Low Latency at Extreme Scale: Proven Practices & PitfallsLow Latency at Extreme Scale: Proven Practices & Pitfalls
Low Latency at Extreme Scale: Proven Practices & Pitfalls
 
Dissecting Real-World Database Performance Dilemmas
Dissecting Real-World Database Performance DilemmasDissecting Real-World Database Performance Dilemmas
Dissecting Real-World Database Performance Dilemmas
 
Beyond Linear Scaling: A New Path for Performance with ScyllaDB
Beyond Linear Scaling: A New Path for Performance with ScyllaDBBeyond Linear Scaling: A New Path for Performance with ScyllaDB
Beyond Linear Scaling: A New Path for Performance with ScyllaDB
 
Dissecting Real-World Database Performance Dilemmas
Dissecting Real-World Database Performance DilemmasDissecting Real-World Database Performance Dilemmas
Dissecting Real-World Database Performance Dilemmas
 
Database Performance at Scale Masterclass: Workload Characteristics by Felipe...

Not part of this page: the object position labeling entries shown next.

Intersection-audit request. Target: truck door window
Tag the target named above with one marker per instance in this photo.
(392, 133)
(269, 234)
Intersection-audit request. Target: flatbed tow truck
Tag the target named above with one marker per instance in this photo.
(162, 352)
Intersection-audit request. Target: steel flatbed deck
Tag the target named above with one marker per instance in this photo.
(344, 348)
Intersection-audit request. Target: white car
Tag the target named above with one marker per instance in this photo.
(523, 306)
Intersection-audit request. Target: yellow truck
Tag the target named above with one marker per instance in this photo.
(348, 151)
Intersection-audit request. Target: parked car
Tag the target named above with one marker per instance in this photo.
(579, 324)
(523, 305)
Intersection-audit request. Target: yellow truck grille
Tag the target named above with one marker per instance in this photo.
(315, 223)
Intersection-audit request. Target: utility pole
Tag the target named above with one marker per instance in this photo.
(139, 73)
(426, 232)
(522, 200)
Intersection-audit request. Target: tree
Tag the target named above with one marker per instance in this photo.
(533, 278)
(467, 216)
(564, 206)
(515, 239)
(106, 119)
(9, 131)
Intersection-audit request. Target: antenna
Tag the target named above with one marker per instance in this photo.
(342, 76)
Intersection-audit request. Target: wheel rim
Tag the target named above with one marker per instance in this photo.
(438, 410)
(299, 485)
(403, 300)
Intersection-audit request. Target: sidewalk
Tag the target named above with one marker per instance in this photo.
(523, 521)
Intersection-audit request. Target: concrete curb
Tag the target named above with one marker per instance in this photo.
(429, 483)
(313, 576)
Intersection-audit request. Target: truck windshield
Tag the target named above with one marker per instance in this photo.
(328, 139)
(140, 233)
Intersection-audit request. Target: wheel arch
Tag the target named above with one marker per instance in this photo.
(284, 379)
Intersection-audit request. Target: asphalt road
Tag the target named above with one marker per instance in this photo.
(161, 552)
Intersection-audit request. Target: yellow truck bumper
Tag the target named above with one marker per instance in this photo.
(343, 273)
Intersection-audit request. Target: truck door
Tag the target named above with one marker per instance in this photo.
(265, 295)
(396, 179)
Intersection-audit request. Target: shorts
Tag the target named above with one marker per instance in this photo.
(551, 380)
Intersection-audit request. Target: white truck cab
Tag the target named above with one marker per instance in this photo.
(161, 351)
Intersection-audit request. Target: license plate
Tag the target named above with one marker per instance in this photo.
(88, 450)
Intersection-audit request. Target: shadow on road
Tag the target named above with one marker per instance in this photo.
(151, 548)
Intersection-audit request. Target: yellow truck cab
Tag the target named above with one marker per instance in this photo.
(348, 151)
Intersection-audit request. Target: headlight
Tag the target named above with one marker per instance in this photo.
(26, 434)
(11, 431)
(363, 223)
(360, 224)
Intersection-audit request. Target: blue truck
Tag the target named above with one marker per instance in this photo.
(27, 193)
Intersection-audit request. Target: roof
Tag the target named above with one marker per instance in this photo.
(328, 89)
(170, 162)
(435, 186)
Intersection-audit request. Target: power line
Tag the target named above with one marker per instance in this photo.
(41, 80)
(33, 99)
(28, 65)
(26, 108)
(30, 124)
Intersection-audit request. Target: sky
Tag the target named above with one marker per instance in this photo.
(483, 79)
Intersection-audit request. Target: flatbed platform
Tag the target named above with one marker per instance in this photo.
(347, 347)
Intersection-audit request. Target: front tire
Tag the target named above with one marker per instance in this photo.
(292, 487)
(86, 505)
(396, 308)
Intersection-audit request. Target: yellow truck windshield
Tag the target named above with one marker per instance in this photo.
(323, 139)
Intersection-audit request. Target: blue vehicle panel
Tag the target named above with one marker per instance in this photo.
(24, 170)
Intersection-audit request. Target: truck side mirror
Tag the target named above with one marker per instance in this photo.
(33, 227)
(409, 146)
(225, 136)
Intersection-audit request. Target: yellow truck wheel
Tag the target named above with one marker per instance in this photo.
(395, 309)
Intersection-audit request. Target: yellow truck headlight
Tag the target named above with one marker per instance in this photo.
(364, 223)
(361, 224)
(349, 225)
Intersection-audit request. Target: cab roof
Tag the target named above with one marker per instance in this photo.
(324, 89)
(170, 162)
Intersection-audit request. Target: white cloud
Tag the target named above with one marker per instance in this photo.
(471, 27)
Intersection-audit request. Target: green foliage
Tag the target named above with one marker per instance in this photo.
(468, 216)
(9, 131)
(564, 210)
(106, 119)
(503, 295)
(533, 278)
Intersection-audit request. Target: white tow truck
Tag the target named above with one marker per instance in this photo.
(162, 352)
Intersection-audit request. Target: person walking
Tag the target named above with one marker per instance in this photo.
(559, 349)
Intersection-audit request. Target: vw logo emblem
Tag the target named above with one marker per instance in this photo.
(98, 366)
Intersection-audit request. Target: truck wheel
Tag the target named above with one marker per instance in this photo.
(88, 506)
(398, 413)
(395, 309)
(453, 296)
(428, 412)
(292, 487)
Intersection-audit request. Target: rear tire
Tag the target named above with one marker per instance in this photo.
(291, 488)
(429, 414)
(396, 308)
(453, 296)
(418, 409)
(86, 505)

Database Performance at Scale Masterclass: Workload Characteristics by Felipe...Database Performance at Scale Masterclass: Workload Characteristics by Felipe...

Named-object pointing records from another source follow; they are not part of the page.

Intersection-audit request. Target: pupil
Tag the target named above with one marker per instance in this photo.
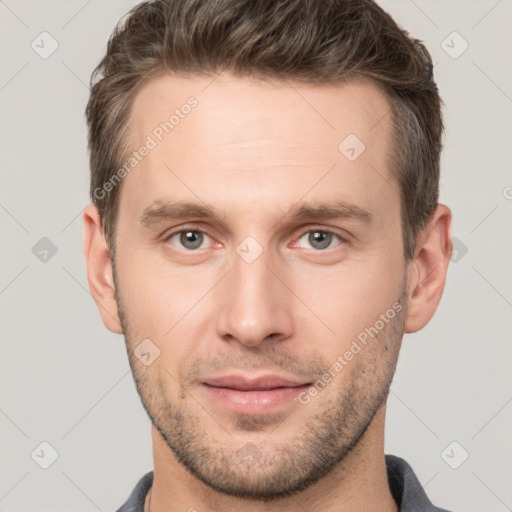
(191, 239)
(319, 238)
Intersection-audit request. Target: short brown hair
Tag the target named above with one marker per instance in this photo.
(310, 41)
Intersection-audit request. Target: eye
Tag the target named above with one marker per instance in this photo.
(320, 239)
(190, 239)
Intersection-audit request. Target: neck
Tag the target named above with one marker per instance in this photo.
(358, 482)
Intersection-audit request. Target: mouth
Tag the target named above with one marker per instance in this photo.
(262, 395)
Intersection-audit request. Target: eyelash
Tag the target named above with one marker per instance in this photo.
(310, 230)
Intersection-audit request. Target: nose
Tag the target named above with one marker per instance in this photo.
(255, 304)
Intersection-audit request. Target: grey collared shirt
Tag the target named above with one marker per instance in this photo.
(403, 483)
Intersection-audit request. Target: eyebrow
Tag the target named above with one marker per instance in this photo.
(160, 211)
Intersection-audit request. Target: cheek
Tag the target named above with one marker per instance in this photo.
(351, 298)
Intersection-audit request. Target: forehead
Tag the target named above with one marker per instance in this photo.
(229, 136)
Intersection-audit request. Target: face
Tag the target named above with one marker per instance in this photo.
(260, 251)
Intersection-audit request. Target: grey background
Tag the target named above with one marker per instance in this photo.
(65, 379)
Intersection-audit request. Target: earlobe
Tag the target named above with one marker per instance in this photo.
(427, 271)
(99, 269)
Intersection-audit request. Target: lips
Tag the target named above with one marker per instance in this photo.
(259, 384)
(262, 395)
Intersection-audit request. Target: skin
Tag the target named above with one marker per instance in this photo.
(252, 150)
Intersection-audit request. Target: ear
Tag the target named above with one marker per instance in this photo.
(99, 269)
(427, 271)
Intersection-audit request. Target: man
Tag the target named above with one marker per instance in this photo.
(265, 227)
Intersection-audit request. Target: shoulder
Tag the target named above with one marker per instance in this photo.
(406, 488)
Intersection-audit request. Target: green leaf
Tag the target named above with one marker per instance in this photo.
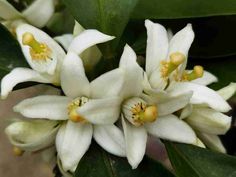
(160, 9)
(98, 163)
(223, 68)
(192, 161)
(108, 16)
(10, 52)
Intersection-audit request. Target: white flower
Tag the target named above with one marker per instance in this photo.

Database Performance at Scale Masterclass: Workload Characteristics by Felipe...
 
Database Performance at Scale Masterclass: Database Internals by Pavel Emelya...

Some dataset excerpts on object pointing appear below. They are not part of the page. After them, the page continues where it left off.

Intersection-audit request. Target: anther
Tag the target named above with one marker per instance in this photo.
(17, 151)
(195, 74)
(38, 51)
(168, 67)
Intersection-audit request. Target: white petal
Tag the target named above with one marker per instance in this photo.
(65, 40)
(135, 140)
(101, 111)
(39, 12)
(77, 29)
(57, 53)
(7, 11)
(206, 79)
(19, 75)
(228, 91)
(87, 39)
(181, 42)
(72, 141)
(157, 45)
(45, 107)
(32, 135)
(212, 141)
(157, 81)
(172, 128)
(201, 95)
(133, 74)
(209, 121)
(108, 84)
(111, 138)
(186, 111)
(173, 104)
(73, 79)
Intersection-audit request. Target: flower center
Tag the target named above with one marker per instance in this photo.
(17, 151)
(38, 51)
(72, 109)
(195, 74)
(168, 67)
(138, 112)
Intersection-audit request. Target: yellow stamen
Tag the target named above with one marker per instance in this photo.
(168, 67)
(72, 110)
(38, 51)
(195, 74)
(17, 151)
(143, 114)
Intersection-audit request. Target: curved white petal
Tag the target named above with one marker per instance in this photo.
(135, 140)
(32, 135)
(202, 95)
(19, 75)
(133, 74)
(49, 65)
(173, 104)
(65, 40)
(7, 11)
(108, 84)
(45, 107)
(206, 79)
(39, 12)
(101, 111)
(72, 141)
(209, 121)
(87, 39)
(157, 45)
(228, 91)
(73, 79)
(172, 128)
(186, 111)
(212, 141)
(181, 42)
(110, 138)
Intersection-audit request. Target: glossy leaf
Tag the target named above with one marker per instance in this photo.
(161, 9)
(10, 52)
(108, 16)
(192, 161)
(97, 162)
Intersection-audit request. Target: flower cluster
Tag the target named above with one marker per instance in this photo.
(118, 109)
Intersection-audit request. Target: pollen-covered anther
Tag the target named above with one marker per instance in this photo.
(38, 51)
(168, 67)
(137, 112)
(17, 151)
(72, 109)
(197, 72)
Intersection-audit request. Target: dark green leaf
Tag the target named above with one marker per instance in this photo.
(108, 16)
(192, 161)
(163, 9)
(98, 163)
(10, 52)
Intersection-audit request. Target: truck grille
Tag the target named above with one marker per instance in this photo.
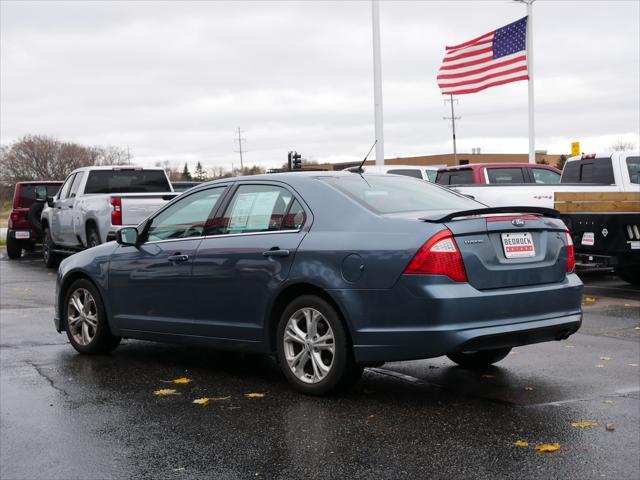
(633, 233)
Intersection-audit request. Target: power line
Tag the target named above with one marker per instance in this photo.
(240, 139)
(453, 119)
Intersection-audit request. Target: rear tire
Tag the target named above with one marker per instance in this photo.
(86, 321)
(311, 331)
(629, 274)
(14, 248)
(51, 259)
(479, 359)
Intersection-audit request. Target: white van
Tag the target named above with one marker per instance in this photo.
(424, 172)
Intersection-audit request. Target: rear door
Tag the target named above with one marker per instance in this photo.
(248, 257)
(511, 250)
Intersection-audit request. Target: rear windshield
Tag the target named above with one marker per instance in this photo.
(595, 170)
(397, 194)
(455, 177)
(30, 193)
(633, 165)
(127, 181)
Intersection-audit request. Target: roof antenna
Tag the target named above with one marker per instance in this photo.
(366, 156)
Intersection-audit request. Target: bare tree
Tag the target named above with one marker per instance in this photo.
(622, 146)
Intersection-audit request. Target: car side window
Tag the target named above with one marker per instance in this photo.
(186, 218)
(75, 185)
(505, 175)
(64, 190)
(542, 175)
(256, 208)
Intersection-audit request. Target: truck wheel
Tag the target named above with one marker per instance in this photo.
(51, 259)
(14, 248)
(93, 239)
(479, 359)
(629, 274)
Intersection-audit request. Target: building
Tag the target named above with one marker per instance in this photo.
(447, 159)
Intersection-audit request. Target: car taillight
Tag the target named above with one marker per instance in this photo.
(571, 253)
(116, 213)
(439, 256)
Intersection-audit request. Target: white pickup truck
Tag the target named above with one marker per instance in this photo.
(603, 172)
(95, 202)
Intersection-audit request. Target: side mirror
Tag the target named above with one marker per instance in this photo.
(127, 236)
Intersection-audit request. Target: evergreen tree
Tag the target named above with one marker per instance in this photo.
(186, 174)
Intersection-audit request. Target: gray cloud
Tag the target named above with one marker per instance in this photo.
(173, 79)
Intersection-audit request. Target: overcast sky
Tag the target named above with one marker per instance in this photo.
(173, 80)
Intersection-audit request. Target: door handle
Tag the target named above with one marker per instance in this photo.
(178, 258)
(275, 252)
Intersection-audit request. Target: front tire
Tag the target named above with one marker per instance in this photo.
(14, 248)
(479, 359)
(51, 259)
(313, 348)
(86, 321)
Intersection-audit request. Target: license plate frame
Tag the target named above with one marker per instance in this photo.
(518, 245)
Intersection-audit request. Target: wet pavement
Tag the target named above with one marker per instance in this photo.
(67, 416)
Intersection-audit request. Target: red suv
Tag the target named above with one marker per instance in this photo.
(24, 222)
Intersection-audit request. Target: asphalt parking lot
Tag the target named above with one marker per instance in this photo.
(67, 416)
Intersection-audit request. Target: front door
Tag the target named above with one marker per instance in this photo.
(151, 287)
(239, 267)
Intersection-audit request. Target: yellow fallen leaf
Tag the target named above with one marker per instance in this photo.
(547, 447)
(255, 395)
(583, 424)
(165, 391)
(178, 381)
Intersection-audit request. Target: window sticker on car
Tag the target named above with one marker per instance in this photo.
(588, 238)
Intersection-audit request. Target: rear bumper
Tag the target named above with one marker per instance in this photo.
(430, 316)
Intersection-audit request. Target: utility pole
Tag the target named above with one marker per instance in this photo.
(240, 139)
(453, 119)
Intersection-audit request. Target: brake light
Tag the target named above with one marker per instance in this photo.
(439, 256)
(116, 213)
(571, 253)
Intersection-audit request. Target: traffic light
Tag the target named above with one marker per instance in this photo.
(294, 160)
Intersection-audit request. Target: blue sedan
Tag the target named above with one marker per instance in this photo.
(329, 271)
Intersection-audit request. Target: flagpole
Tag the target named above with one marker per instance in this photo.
(377, 82)
(532, 127)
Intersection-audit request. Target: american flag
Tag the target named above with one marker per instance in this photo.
(492, 59)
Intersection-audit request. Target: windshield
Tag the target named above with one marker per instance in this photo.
(127, 181)
(397, 194)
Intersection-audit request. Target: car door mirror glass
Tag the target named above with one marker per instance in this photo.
(127, 236)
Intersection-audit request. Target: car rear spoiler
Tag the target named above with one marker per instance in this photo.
(439, 218)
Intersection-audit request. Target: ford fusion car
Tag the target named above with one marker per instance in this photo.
(329, 271)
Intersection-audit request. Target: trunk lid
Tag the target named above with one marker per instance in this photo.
(507, 250)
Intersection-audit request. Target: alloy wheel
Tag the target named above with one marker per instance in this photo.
(309, 345)
(82, 316)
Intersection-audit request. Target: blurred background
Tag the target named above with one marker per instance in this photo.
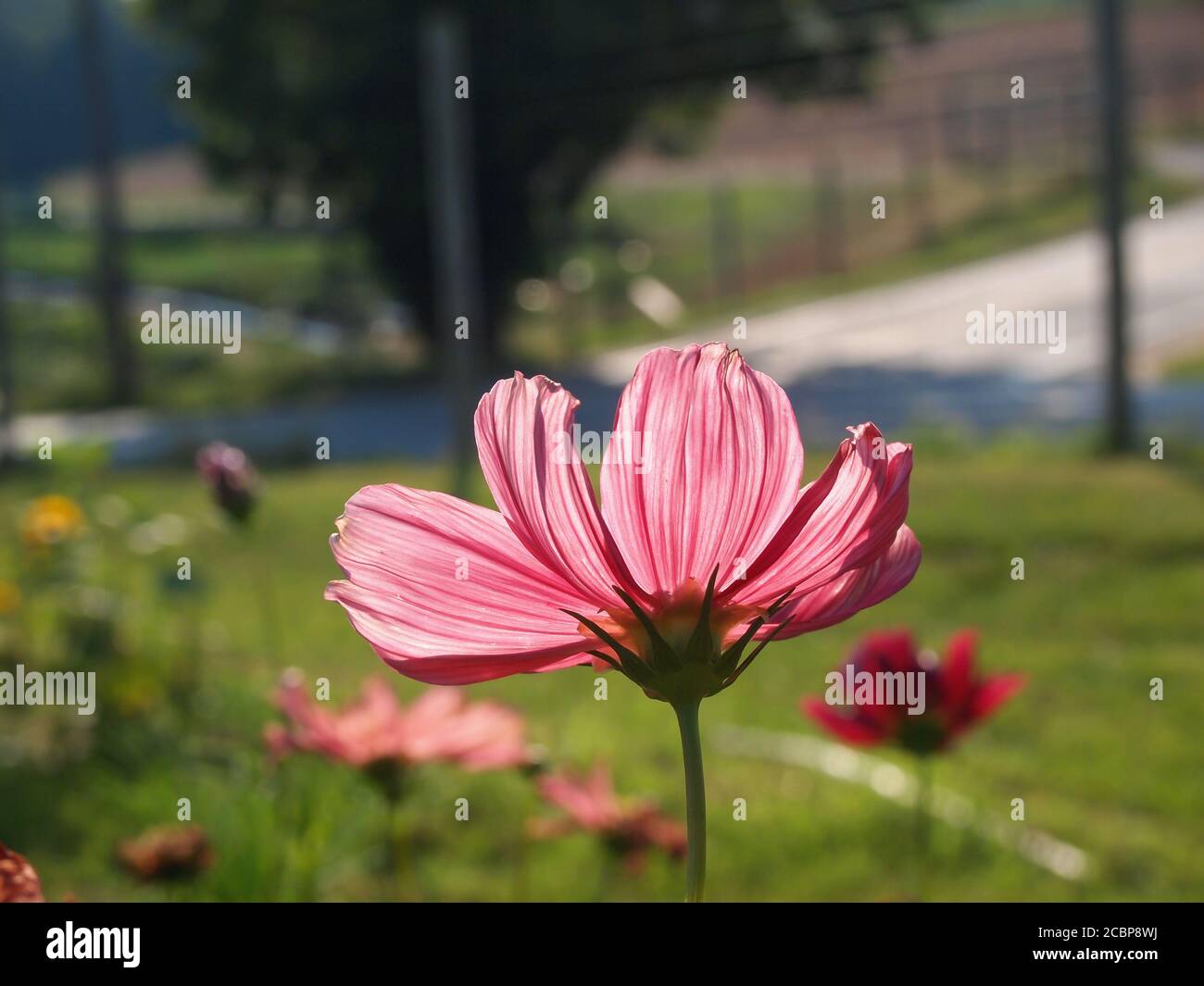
(621, 176)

Database Performance at Scale Masterclass: Database Internals by Pavel Emelya...Database Performance at Scale Masterclass: Database Internals by Pavel Emelya...
Database Performance at Scale Masterclass: Database Internals by Pavel Emelya...
 
Database Performance at Scale Masterclass: Driver Strategies by Piotr Sarna
Database Performance at Scale Masterclass: Driver Strategies by Piotr SarnaDatabase Performance at Scale Masterclass: Driver Strategies by Piotr Sarna
Database Performance at Scale Masterclass: Driver Strategies by Piotr Sarna
 
Replacing Your Cache with ScyllaDB
Replacing Your Cache with ScyllaDBReplacing Your Cache with ScyllaDB
Replacing Your Cache with ScyllaDB
 
Powering Real-Time Apps with ScyllaDB_ Low Latency & Linear Scalability
Powering Real-Time Apps with ScyllaDB_ Low Latency & Linear ScalabilityPowering Real-Time Apps with ScyllaDB_ Low Latency & Linear Scalability
Powering Real-Time Apps with ScyllaDB_ Low Latency & Linear Scalability
 
7 Reasons Not to Put an External Cache in Front of Your Database.pptx
7 Reasons Not to Put an External Cache in Front of Your Database.pptx7 Reasons Not to Put an External Cache in Front of Your Database.pptx
7 Reasons Not to Put an External Cache in Front of Your Database.pptx
 
Getting the most out of ScyllaDB
Getting the most out of ScyllaDBGetting the most out of ScyllaDB
Getting the most out of ScyllaDB
 
NoSQL Database Migration Masterclass - Session 2: The Anatomy of a Migration
NoSQL Database Migration Masterclass - Session 2: The Anatomy of a MigrationNoSQL Database Migration Masterclass - Session 2: The Anatomy of a Migration
NoSQL Database Migration Masterclass - Session 2: The Anatomy of a Migration
 
NoSQL Database Migration Masterclass - Session 3: Migration Logistics
NoSQL Database Migration Masterclass - Session 3: Migration LogisticsNoSQL Database Migration Masterclass - Session 3: Migration Logistics
NoSQL Database Migration Masterclass - Session 3: Migration Logistics
 
NoSQL Data Migration Masterclass - Session 1 Migration Strategies and Challenges
NoSQL Data Migration Masterclass - Session 1 Migration Strategies and ChallengesNoSQL Data Migration Masterclass - Session 1 Migration Strategies and Challenges
NoSQL Data Migration Masterclass - Session 1 Migration Strategies and Challenges
 
ScyllaDB Virtual Workshop
ScyllaDB Virtual WorkshopScyllaDB Virtual Workshop
ScyllaDB Virtual Workshop
 
DBaaS in the Real World: Risks, Rewards & Tradeoffs
DBaaS in the Real World: Risks, Rewards & TradeoffsDBaaS in the Real World: Risks, Rewards & Tradeoffs
DBaaS in the Real World: Risks, Rewards & Tradeoffs
 
Build Low-Latency Applications in Rust on ScyllaDB
Build Low-Latency Applications in Rust on ScyllaDBBuild Low-Latency Applications in Rust on ScyllaDB
Build Low-Latency Applications in Rust on ScyllaDB
 
NoSQL Data Modeling 101
NoSQL Data Modeling 101NoSQL Data Modeling 101
NoSQL Data Modeling 101
 

Recently uploaded

+971581248768>> SAFE AND ORIGINAL ABORTION PILLS FOR SALE IN DUBAI AND ABUDHA...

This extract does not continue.